Fouling related to concentration polarisation can be reduced by increasing the cross-flow velocity (for a sidestream MBR) or by increasing membrane aeration (for a submerged system). Further control of fouling relies on the following strategies:
• Appropriate physical cleaning: by relaxation under continued aeration or backwashing. This removes only reversible or temporary fouling.
• Chemical cleaning: with sodium hypochlorite, acid and/or base. A so-called maintenance cleaning (low concentrations of chemicals, short contact times) is done every 1 or 2 weeks using, an intensive cleaning is applied once or twice per year.
• Reducing the flux: sustainable operation implies that MBRs should be operated at moderate flux levels, preferably below the critical flux or sustainable flux.
• Modifying the mixed liquor or biological suspension: this can be achieved by adjusting the biological operating conditions such as sludge age, but is usually accomplished by adding chemicals such as coagulants/flocculants.
Capital costs for MBRs will presumably always remain higher than those of conventional treatment plants. MBRs, however, have the advantage of a smaller footprint and superior effluent quality. In addition, investment costs have decreased dramatically in the past 15 years thanks to continued technical improvements, the increased maturity of the technology, a more competitive market and growing demand. Although ongoing developments will lower membrane purchase costs, standardisation is probably needed to achieve a real breakthrough in price.

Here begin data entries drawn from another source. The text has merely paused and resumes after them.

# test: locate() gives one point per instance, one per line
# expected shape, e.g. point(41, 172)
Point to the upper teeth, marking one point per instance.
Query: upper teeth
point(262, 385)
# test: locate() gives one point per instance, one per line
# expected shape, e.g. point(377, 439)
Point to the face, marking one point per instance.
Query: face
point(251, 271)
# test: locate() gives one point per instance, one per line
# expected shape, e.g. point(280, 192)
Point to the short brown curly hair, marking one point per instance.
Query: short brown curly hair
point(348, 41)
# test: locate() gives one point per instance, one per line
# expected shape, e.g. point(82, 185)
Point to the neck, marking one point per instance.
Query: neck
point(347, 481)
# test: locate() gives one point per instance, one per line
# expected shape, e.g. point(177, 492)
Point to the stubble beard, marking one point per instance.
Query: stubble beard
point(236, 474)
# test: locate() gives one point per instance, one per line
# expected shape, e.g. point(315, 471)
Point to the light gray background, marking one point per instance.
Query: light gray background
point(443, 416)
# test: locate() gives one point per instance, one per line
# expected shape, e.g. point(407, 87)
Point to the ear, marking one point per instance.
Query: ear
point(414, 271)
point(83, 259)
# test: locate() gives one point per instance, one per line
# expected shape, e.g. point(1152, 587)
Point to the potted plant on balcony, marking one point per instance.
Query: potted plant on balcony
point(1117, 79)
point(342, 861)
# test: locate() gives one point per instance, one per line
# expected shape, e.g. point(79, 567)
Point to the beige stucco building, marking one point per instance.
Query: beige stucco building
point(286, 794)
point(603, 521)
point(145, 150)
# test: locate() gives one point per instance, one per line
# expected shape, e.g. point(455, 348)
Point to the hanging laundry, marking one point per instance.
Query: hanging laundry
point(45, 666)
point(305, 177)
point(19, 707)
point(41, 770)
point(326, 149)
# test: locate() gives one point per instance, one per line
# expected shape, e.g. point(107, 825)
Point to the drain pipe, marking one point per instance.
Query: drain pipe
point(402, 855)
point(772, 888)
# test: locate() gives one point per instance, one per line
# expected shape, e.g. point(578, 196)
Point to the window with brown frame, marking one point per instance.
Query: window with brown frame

Operating costs also have decreased dramatically. Mainly due to a reduction in energy requirements for membrane scouring. Ongoing developments to reduce capital or operating costs focus on four major domains:
• Filtration material/fouling control: e.g. cheaper membrane materials;
• Module-filtration system: e.g. optimisation of the packing density of hollow fi bres;
• System engineering: e.g. dual concepts including an MBR and a conventional system;
• MBR operation: e.g. evaluation of various chemical cleaning methods.
Nearly all commercial MBRs are aerobic units. Anaerobic MBRs exist, but they suffer from substantial fouling and are therefore operated at extremely low fluxes.